图5 (a)位于Dome A地区冰下山谷下流20 km长雷达断面显示的冰岩界面、内部等时层、信号盲区与底部反射信号“亮区”表达的重复冻结冰区域;(b)根据雷达图像描述的内部等时层、重复冻结冰区、冰岩界面,以及冰流方向;其中:重复冻结冰区厚度达1 100 m,其上方的内部等时层向上偏转扰动400 m以上,在朝向山谷出口方向由于冰流的影响,内部等时层断裂,并趋近冰岩界面(图片引自文献[46])Fig.5.(a)Radargram with a length of 20 km,showing the bedrock,internal layers,echo free zones and freeze-on icepackage,beneath the Dome A region;(b)Illustration of the internal layers,freeze-on icepackage,bedrock and ice velocity from the radargram,where the thickness of the accretion ice package is 1 100 m,the internal layers are disturbed upward 400 m along the profile,and towards the direction of the outflow ice,the internal layers are disrupted and close to the topography of the bedrock.(Redrawed from the Ref.[46])
冰盖雷达剖面内反映的冰盖内部与底部回波信号,也被用来调查冰岩界面的状态,测试底部是否出现液态水环境。其前提是从底部回波信号中提取有关冰岩界面的信息,并给出一个有关信号在冰体中衰减的估计。底部环境可通过FFT(快速傅里叶变换)分析雷达图像显示的底部粗糙度来刻画。来自东南极的雷达数据得到的粗糙度实例可用来提供前第四纪冰盖冰下环境的演化历史内细节,其中冰下侵蚀主要在内陆流速慢的区域,其冰下地形保留了冰川作用前的较粗糙状态。冰下沉积是冰下地貌在冰川作用后的产物,主要发生在冰流下游的一些较光滑的区域。通过对穿越西南极Institute到Möller冰流雷达断面与穿越Siple Coast海岸冰流的底部冰下粗糙度进行的计算及比较结果表明,冰下粗糙度的空间变化是系统性的,反映了冰下侵蚀和沉积过程[47]。来自西南极的2个例子表明粗糙度可以用来评估是否存在冰下沉积物、沉积物的范围以及冰川动力学状态和历史上冰盖的尺度[48]。
5 讨论与展望
经过近30年的研究,对冰盖内部等时层已在更大的时间与空间尺度上进行了量化分析,扩张了对南极冰盖的理解与认识。内部等时层研究在南极冰盖的演化、冰盖动力学方面的应用显示未来对内部等时层的更深刻理解与科学运用需要多学科的合作与交叉。需要冰川学家、地球物理学家、遥感技术工程师、数学家和地球系统科学家等共同致力于对内部等时层的物理与化学本质,以及在冰盖动力学演化历史中的角色进行进一步的辩论与解析。需要更细致的野外考察,更大范围、精度与分辨率更高的观测数据。需要引入更广泛的分析技术与理论针对多尺度的内部等时层分布进行研究。同样地,在数值模拟方面,对内部等时层的研究依赖于目前已经获得的对内部等时层的观测与理论事实。需要在抽象的物理条件下进行新的计算及结果分析与提炼。需要结合更多尺度的现场数据记录、遥感和地球物理技术。未来研究内部等时层的潜在途径及其可能面临的挑战,涉及如下几点。

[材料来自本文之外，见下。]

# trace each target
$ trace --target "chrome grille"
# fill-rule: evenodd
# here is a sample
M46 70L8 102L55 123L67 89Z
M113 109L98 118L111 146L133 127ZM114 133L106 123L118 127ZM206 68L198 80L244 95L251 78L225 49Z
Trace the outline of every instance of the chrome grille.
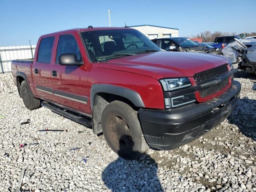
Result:
M224 64L218 67L196 73L193 77L197 84L213 79L216 76L223 74L228 71L228 66Z

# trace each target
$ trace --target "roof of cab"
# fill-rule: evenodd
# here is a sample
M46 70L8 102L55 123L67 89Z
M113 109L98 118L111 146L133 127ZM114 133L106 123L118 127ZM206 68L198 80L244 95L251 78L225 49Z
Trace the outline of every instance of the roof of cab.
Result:
M44 35L42 35L41 37L53 35L58 33L70 33L70 32L76 32L76 31L77 32L84 32L86 31L97 31L99 30L120 30L120 29L136 30L134 29L133 29L132 28L129 28L127 27L93 27L92 28L76 28L74 29L68 29L67 30L64 30L63 31L58 31L56 32L54 32L53 33L45 34Z

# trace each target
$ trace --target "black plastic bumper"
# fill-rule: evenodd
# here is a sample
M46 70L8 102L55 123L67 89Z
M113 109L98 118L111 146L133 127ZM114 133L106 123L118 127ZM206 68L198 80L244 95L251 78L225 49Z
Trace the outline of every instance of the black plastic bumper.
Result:
M139 116L146 141L161 150L177 148L198 138L229 116L240 98L241 84L234 81L219 97L171 110L141 109Z

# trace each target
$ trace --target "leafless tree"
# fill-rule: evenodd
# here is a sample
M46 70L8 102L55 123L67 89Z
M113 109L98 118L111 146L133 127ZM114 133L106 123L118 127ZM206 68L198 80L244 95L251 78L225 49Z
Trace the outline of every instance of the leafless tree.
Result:
M216 38L222 36L222 32L220 31L214 31L211 35L211 41L214 41Z

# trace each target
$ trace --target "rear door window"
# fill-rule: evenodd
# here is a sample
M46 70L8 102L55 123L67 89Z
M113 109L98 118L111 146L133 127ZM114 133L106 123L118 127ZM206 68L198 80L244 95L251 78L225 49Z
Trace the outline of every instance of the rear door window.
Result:
M54 37L46 37L41 40L38 49L38 62L50 63L54 40Z
M63 35L60 36L56 53L56 62L60 56L65 53L74 53L78 60L81 59L81 54L76 41L72 35Z
M228 44L229 43L232 43L234 41L234 38L232 37L226 37L225 39L225 43Z
M161 40L161 49L168 51L170 46L175 46L175 44L170 40L163 39Z

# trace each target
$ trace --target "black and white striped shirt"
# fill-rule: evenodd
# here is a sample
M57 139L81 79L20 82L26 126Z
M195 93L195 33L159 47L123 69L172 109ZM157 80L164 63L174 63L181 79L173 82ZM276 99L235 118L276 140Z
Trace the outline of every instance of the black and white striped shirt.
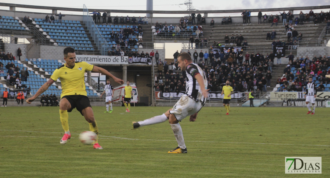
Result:
M105 91L106 96L112 96L112 90L114 89L114 88L112 87L111 84L109 84L106 85L104 87L104 91Z
M307 91L306 95L307 96L314 96L316 94L316 87L313 83L307 84Z
M187 66L186 69L186 91L185 94L195 100L200 100L204 103L205 99L202 94L202 90L199 84L195 78L196 74L200 74L203 78L204 87L207 87L208 82L206 80L205 73L199 66L196 64L191 63Z

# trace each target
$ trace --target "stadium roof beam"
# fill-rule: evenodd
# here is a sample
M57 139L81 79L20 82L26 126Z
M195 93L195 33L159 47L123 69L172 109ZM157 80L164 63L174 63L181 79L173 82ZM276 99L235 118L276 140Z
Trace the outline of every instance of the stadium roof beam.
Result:
M33 6L31 5L25 5L24 4L11 4L8 3L0 3L0 6L9 7L10 9L13 11L15 11L15 8L21 8L30 9L45 9L52 10L53 12L58 11L73 11L82 12L83 11L83 9L77 8L70 8L60 7L52 7L50 6ZM87 7L88 8L88 7ZM267 8L261 9L262 12L274 12L274 11L287 11L290 10L291 11L297 11L303 10L310 10L311 9L330 9L330 5L326 6L308 6L305 7L294 7L290 8ZM94 9L91 8L91 10L94 10ZM259 9L248 9L249 11L251 12L258 12ZM198 11L199 12L201 13L241 13L244 10L246 9L237 9L233 10L216 10L213 11L206 11L200 10ZM108 12L111 13L132 13L132 11L131 10L110 10L110 9L98 9L101 12ZM137 10L134 11L134 13L172 13L172 14L185 14L187 12L192 13L195 11L143 11Z

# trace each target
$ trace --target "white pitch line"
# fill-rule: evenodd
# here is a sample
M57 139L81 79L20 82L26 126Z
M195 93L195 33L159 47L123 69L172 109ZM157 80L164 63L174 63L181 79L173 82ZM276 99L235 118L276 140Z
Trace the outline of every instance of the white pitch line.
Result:
M10 131L11 132L35 132L37 133L46 133L50 134L62 134L63 133L59 132L38 132L36 131L28 131L24 130L0 130L2 131ZM72 135L79 135L79 134L71 134ZM99 135L99 137L108 137L116 139L122 139L130 140L142 140L142 141L173 141L173 140L154 140L150 139L130 139L129 138L125 138L122 137L112 137L110 136L104 136ZM49 138L61 138L61 137L35 137L35 136L0 136L0 137L43 137ZM100 138L100 139L106 139ZM260 145L290 145L293 146L326 146L330 147L330 145L297 145L295 144L288 144L283 143L247 143L245 142L228 142L225 141L186 141L186 142L200 142L202 143L233 143L236 144L260 144Z

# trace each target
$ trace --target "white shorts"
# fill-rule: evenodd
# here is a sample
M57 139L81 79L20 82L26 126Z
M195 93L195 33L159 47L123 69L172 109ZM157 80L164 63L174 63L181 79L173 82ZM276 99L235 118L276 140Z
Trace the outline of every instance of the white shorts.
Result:
M187 116L199 111L203 107L200 102L196 101L184 94L170 111L170 114L174 114L177 120L181 121Z
M105 102L108 103L109 101L111 102L112 98L112 96L106 96Z
M306 102L310 102L312 104L314 104L315 103L315 98L314 97L314 96L306 96Z

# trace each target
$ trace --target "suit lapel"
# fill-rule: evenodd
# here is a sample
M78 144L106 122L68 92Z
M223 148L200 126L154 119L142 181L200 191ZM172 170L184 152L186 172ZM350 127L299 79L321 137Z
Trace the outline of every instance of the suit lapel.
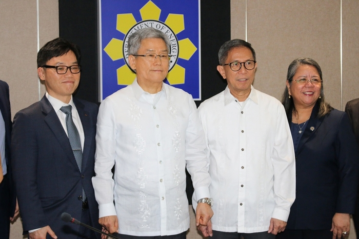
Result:
M52 106L45 96L41 99L40 103L41 110L46 115L44 119L45 123L47 124L49 127L53 132L61 147L64 149L64 151L65 152L67 157L76 168L78 168L75 160L75 156L72 152L72 149L70 145L69 138L67 137L62 125L61 125L57 114L55 112L53 108L52 108Z
M299 144L298 145L298 148L296 151L297 154L298 154L301 152L301 151L303 149L303 145L304 145L312 135L315 134L315 132L318 130L318 128L322 124L323 118L318 118L317 117L318 108L319 107L317 104L313 108L313 110L312 110L312 113L308 122L307 127L303 132L302 138L301 138L299 141ZM291 118L290 120L290 122L291 122Z
M84 110L85 105L75 98L73 99L73 103L76 106L76 108L78 113L78 116L81 120L82 128L84 129L85 134L85 142L84 143L84 151L82 154L82 172L84 172L87 163L87 160L89 157L90 148L91 147L91 140L92 138L92 131L91 130L91 125L90 117L89 116L88 112Z

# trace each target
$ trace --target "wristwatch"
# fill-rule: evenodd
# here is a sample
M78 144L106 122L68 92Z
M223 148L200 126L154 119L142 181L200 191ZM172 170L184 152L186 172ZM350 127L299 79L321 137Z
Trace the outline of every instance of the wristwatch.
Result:
M213 206L213 200L212 198L208 198L208 197L206 197L205 198L200 199L197 202L197 203L206 203L210 206L211 207Z

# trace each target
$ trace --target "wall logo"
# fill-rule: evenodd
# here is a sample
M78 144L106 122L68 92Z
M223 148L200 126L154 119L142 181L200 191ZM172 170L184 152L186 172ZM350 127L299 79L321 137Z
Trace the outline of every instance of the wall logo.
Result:
M131 4L129 2L102 0L100 3L101 99L133 82L136 75L129 65L128 37L133 32L148 27L161 30L170 39L169 54L172 56L165 82L188 92L195 99L200 99L199 2L193 0L176 1L181 3L153 0L156 5L152 1L138 1ZM192 6L189 6L184 2ZM194 11L197 16L194 21L193 2L196 7ZM192 12L184 8L186 5L191 8ZM134 11L136 7L137 10ZM116 9L117 12L114 15ZM173 13L177 10L178 13ZM190 16L187 17L188 15ZM113 26L112 29L111 26Z
M153 28L159 30L163 32L164 32L168 36L168 38L170 39L170 42L171 43L171 45L170 46L170 48L169 50L169 54L172 56L170 61L169 70L168 71L171 71L171 70L172 70L173 67L174 67L176 63L177 62L177 59L178 58L178 41L177 39L176 34L174 34L174 32L173 32L169 27L161 22L155 20L145 20L140 22L134 26L131 29L130 29L126 34L126 36L125 37L125 39L124 40L125 44L123 44L123 52L126 64L127 66L128 66L129 68L130 68L129 63L128 63L129 55L127 53L127 52L128 52L127 47L128 37L133 33L135 32L137 30L148 27L152 27ZM118 78L117 77L117 79ZM174 82L174 84L175 84L175 83ZM121 85L119 83L119 85Z

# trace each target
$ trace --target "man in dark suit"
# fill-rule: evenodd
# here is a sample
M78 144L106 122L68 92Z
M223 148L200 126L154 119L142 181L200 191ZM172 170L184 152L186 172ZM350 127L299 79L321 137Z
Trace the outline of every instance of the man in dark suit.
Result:
M355 135L356 143L359 145L359 98L347 103L345 112L349 116L349 121ZM355 213L353 214L354 226L356 231L359 232L359 190L356 196ZM359 234L357 233L357 234Z
M0 81L0 239L9 239L10 218L18 214L11 174L10 145L11 113L9 86ZM16 205L16 210L15 210Z
M14 180L24 233L30 238L100 237L61 218L66 212L101 229L91 182L98 107L72 97L79 61L73 43L57 38L45 44L37 54L37 74L46 93L14 118Z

(1)冰雷达技术和冰盖数值模式的发展给我们提供了前所未有在更大时空尺度上对内部等时层演化进行研究的机遇。这可能使我们对冰盖内部等时层蕴含的冰盖内部动力学过程、南极冰盖潜在不稳定性等机理有更明确的解析,进而加深对冰盖演化的预测及其对未来海平面变化贡献的了解。内部等时层包含了反演古冰盖历史与过程以及预测其未来变化的关键证据,然而对埋藏在冰盖表面以下的包含古冰流信息的内部等时层仍然缺乏系统的观测。冰雷达技术的发展使得我们有机会获得高分辨率的冰下环境要素(如冰岩界面、冰下地形、底部冻结状态等)。因此发展更精细描述并测试内部等时层结构时空变化的数值模拟技术框架尤为紧迫。通过发展冰盖模拟(如高阶的有限元或者差分格式的三维冰盖模式)可能有助于揭示现代冰盖的底部过程,验证有关冰盖起源及其演化和底部沉积与滑动过程的假设,同时能避开目前仍无法观测到南极冰盖大部分地区的冰下环境这一困境。

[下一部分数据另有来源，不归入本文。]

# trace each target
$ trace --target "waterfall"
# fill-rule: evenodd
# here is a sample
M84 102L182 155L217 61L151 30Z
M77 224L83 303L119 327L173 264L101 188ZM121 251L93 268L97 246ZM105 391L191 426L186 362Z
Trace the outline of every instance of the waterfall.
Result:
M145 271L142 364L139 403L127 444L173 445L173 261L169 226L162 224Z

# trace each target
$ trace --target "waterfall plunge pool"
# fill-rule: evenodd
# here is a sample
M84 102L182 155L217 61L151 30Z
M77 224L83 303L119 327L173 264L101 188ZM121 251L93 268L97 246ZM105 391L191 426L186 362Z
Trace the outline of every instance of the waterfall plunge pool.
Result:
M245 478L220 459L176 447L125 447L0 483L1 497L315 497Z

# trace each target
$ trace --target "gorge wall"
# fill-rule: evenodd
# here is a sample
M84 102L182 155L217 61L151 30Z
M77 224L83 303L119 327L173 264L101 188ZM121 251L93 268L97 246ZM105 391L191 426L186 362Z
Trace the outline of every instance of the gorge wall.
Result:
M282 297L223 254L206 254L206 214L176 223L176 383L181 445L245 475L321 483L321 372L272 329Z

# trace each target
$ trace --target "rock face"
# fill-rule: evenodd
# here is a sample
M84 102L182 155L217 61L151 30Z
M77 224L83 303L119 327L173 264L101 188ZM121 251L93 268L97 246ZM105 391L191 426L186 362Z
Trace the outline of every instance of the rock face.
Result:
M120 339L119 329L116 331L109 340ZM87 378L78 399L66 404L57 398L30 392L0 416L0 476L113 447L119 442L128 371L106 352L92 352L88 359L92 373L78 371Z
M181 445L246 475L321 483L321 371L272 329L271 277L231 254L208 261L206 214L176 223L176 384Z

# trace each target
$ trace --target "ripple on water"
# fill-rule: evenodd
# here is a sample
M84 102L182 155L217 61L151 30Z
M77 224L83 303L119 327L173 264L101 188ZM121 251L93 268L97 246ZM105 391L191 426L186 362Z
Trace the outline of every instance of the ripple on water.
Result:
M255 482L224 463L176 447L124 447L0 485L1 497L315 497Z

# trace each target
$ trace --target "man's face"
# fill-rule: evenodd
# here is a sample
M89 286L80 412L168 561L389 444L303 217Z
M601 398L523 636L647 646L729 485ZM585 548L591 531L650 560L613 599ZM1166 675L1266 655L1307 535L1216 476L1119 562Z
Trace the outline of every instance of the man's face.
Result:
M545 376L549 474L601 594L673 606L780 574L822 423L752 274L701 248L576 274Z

(2)冰下环境要素数据的获取,及其覆盖范围的扩展为获得整体性的冰盖内部结构图像提供了可能。从而将会为内部等时层的研究,特别是三维情形下的模拟研究提供数据支持。此类数据收集需要花更多时间进行极地野外考察,并要求卫星遥感技术、冰雷达技术和冰芯钻探取样等能进行集成观测。小尺度的冰川或冰盖特殊区域(如冰穹或者冰脊、快速冰流区)可以提供内部等时层的地球物理成像,例如对Dome A、Dome C和Ridge B的冰雷达测量。此类冰盖“典型”区域可视为用于测试冰雷达设备和技术,检验适用于空间尺度更大和时间尺度更长的有关内部等时层的猜测、理论和物理定律。结合数值模拟,可获得冰盖内部动力学的基本原则,并通过对在所有尺度上的分析,提供大陆冰盖尺度的冰内动力学过程研究框架。综上可知,为便于得到冰内冰体形变与演化的更多数量化信息,获得更高分辨率的内部等时层图像,应强化冰盖冰下环境的重复观测。

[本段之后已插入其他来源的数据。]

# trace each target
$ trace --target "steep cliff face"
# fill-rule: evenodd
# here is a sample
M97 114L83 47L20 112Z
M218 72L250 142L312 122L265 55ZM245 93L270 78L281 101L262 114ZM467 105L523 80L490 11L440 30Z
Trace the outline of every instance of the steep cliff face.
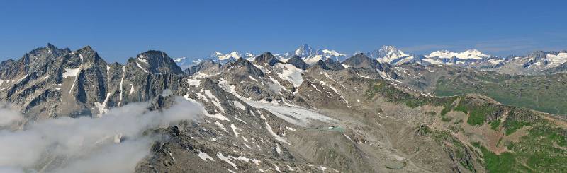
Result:
M473 69L391 66L362 54L309 66L265 53L252 61L202 62L184 73L159 51L122 65L106 63L90 47L71 52L50 44L22 59L0 63L0 100L19 106L26 118L16 129L65 117L133 118L117 118L94 139L85 138L96 129L60 129L77 131L81 138L64 141L81 141L84 152L50 153L66 145L55 141L26 170L57 172L105 146L132 143L147 153L128 169L137 172L556 172L562 162L525 160L567 157L561 117L478 95L428 93L447 89L439 88L443 81L495 85L487 77L493 73ZM133 133L123 124L142 127Z

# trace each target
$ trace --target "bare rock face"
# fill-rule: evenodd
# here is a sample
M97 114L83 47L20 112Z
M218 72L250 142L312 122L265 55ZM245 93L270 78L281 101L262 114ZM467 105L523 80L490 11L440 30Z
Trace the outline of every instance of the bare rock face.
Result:
M202 108L198 120L145 129L152 143L133 167L136 172L482 172L484 151L473 143L492 151L497 146L490 138L507 133L488 121L505 122L514 114L529 117L522 121L553 117L483 96L429 96L445 78L487 74L455 66L391 66L362 54L309 66L298 56L284 63L269 52L252 62L206 61L184 71L159 51L123 65L106 62L90 47L72 52L48 44L0 63L0 100L20 106L28 122L96 119L140 102L152 112L181 101ZM478 105L493 110L483 117L487 122L466 124L470 114L459 109ZM135 139L114 141L129 140Z
M292 64L294 66L302 70L307 69L307 68L309 67L309 64L307 64L307 63L305 63L305 61L303 61L303 59L301 59L301 57L299 57L298 56L293 56L293 57L288 59L288 61L286 61L286 63Z

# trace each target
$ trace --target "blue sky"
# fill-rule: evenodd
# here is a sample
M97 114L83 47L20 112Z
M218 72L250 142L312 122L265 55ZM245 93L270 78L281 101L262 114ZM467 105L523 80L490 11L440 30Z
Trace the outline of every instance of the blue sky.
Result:
M476 48L497 56L567 49L567 1L5 1L0 60L50 42L93 47L108 61L147 49L408 53Z

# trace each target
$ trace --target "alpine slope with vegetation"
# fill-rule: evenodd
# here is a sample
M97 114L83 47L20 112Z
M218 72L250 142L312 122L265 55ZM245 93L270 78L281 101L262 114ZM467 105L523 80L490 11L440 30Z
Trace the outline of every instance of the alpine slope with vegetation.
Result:
M562 172L566 62L304 44L120 64L48 44L0 63L0 170Z

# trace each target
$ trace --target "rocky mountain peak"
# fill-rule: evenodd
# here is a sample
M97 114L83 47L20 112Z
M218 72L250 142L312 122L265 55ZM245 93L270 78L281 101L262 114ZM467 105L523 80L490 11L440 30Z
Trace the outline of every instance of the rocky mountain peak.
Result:
M182 74L183 71L175 61L161 51L150 50L139 54L135 59L128 60L134 66L148 73Z
M354 56L344 60L342 64L354 68L378 69L380 71L383 70L381 64L380 64L378 61L371 59L362 53L357 54Z
M267 63L271 66L274 66L274 64L276 64L276 63L279 62L281 63L281 61L280 61L279 59L274 56L274 54L272 54L269 52L266 52L264 54L262 54L260 56L257 56L254 59L254 63L256 64L262 65Z
M297 55L294 55L293 56L288 59L288 61L286 63L293 65L298 68L302 70L307 69L307 68L309 67L309 65L307 64L307 63L305 63L305 61L303 61L303 60L301 59L301 57L299 57Z
M315 55L315 51L307 44L303 44L303 45L299 46L294 52L295 55L297 55L301 58L306 58Z

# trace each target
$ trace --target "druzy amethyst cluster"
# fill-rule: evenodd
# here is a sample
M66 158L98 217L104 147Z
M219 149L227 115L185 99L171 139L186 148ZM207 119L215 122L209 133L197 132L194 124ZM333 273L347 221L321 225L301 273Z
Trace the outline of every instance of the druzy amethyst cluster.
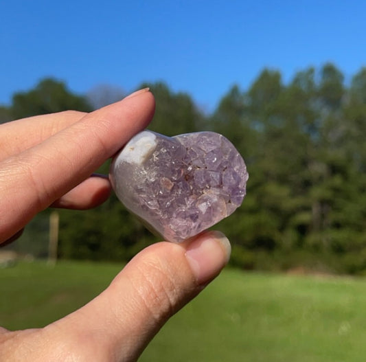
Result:
M127 209L164 239L180 242L241 205L248 173L239 152L222 135L168 137L145 131L116 156L110 177Z

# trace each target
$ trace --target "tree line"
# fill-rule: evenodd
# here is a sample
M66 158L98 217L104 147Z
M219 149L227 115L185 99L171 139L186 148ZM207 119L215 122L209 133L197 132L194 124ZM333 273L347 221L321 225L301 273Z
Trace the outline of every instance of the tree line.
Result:
M157 100L149 129L167 135L218 132L246 161L250 177L243 205L215 227L232 242L233 264L366 271L366 68L346 82L328 63L299 71L286 84L280 71L265 69L248 89L233 85L208 115L187 93L163 82L140 87L146 86ZM99 97L98 89L93 96L76 95L63 82L45 79L0 107L0 122L89 111L101 99L114 101L123 93L100 91ZM108 168L107 162L99 171L108 173ZM13 247L32 247L43 256L48 212ZM60 210L60 216L61 258L126 260L156 241L114 195L96 209Z

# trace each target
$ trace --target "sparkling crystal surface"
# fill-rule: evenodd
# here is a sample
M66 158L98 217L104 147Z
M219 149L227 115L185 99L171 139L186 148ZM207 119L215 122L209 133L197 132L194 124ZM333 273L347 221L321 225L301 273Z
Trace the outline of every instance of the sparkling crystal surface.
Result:
M115 157L110 178L128 210L165 240L180 242L241 205L248 173L238 150L222 135L168 137L145 131Z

(3)虽然在利用内部等时层推测冰盖的形态演变,并反推以目前南极冰盖作为初始条件的冰盖质量变化方面在稳步推进,但缺乏显著进展。原因在于,一方面,尽管已获得了南极冰盖大部分地区的冰下地形数据(Bedmap 2)[49],但是大范围的冰内等时层数据仍显稀疏。另一方面,在刻画冰盖底部的性质与演化过程方面,数值模拟技术的发展未有实质突破。反演冰盖物质平衡的一条主要途径是研究内部等时层标示的古冰盖内部及其底部动力过程,特别是古冰流的动力学。这需要地球物理观测方式与冰盖数值模拟技术的结合运用。但是如何从内部等时层蕴含的信息推断鉴别以目前南极冰盖作为初始条件的冰盖质量变化,对此,目前知之甚少,而这是评估冰盖不稳定性及其对海平面变化的重要前提。
致谢英国布里斯托尔大学(University of Bristol)的Martin John Siegert教授提供了1970年代南极冰盖Vostok站附近机载雷达断面胶片。浙江大学王帮兵副教授提供了中山站-Dome A断面的相关双频雷达数据比较图,在此深表谢意。